Friday, August 5, 2011

SAR #11217

Now what?

Plop, Plop, No Fizz: Dow -4.3%, Nasdaq -5,1%, DAX -3.4%, FTSE -3.43, Oil -5.0%. Oh, and Gold -0.6%. This was probably not the right time for spending cuts after all.

Tail, Wagging: Newly minted Defense Secretary Leon Panetta says that the Pentagon will not accept large cutbacks in military spending, debt deal be damned. His suggestion: Tax the rich and cut Social Security – or make way for the tanks.

A Pact of Wolves: Euroland is under siege by its members. Greece is already insolvent (its bailout package gives bondholders a 21% haircut). Ireland and Portugal are on life support but haven't defaulted yet. Spain and Italy are vying to be next to get German taxpayer money. Even Belgium and France are shuffling into line for handouts. The US, meanwhile, just passed the 100% mark in debt to GDP ratio.

Smoke and Mirrors: W. Spann LLC gave Mitt Romney's Super Pac $1 million. Then went out of business, having existed for only 60 days. Perfectly legal under the new Corporations Are People regime.

Succinctly: The real problem facing us under the Peak Oil banner is not a shortage of energy as much as an immense over-consumption of energy. “A longage of expectations.” We will be forced to revise our expectations and live within the limits imposed by declining availability and increasing cost of our fossil fuels. Lifestyles will be different – very different.

Prerequisites: Christine Lagaarde, the new IMF chief replacing Dominique Strauss-Kahn who ran afoul of the law, is the subject of a criminal inquiry into allegations of corruption.

Parking Fee: If your mattress is overstuffed and you absolutely must stick some cash in a bank, stay away from putting $50 million or more into your account at Bank of New York Mellon – they are going to charge you for sitting on it. Three-month T-bills at 0.008% are actually a better investment. The next time someone points out that gold and silver do not pay interest, remember this story .

Mind, Boggled: To hell with the salmonella, just try to picture 36 million pounds of turkey, leftover.

This Little Piggy: When disease sweeps through the herd and kills off the little piggies, the hog farmer feels the pain. In Germany the DAX is off over 10% as fears of recession in the Bundesrepublik grow. Seems that if you live by exports and those who import your goods are going toes up, exports dwindle. And now Belgium is moving up in the failing state sweepstakes.

Curb Your Enthusiasm: The SEC is looking into reports that shale gas companies have been overstating their gas reserves.

Recipe: It is simple, if we do not address population growth, over-consumption of energy and other natural resources and the depletion of fresh waters, we will need to find at least 27 more planet Earths to loot by 2050.

Stuck: Unemployment claims again this week are weak – 400,000.

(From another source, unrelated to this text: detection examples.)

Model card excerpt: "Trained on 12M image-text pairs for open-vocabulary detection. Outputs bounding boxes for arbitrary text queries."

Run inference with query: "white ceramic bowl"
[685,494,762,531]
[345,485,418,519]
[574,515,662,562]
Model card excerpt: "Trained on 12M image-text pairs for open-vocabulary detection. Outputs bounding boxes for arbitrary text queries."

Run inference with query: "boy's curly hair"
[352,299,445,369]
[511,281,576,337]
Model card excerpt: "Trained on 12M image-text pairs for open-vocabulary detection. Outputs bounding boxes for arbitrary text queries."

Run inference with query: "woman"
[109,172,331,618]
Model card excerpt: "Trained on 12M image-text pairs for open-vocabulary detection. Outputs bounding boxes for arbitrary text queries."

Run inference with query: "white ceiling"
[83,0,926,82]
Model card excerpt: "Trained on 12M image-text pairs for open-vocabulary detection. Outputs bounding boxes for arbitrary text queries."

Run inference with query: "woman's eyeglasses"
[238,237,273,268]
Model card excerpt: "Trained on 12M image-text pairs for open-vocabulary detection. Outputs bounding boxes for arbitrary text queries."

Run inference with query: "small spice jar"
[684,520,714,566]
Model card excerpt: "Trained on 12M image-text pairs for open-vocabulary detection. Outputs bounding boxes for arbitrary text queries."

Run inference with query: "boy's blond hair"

Choose Carefully: If you want to live nearly forever, forget the diets, the exercise, abstention and prayer. But choose your parents very, very carefully. It is all in the genes, and some of them have not been patented yet.

Hint: “This could turn out to be more than a mere market plunge.”

Conundrum: Congress passed a bunch of programs and instructed the Executive Branch to carry them out, then got upset because the programs exceeded the money on hand. Why would the Congress blame the Executive Branch for the shortage of funds, when tax bills originate in the House? Take wars, for example. If Congress had to fund a war before it could have a war, we'd have a damned sight fewer great adventures. If they had had to come up with the income to fund the Bush taxes or the Wall Street bailouts – before they spent the money - there'd have been less of that foolishness, too. This is not to say that investment in capital improvements shouldn't be financed by appropriate debt, but when it comes to throwing money away, Congress should have to have the money on hand. And it is Congress at fault here, not the President.

2 comments:

Anonymous said...

What spending cuts? That's a myth.

Charles Kingsley Michaelson, III said...

Right you are, they are reductions in the increased spending... Except, of course, for unemployment insurance and a few other niggling little things.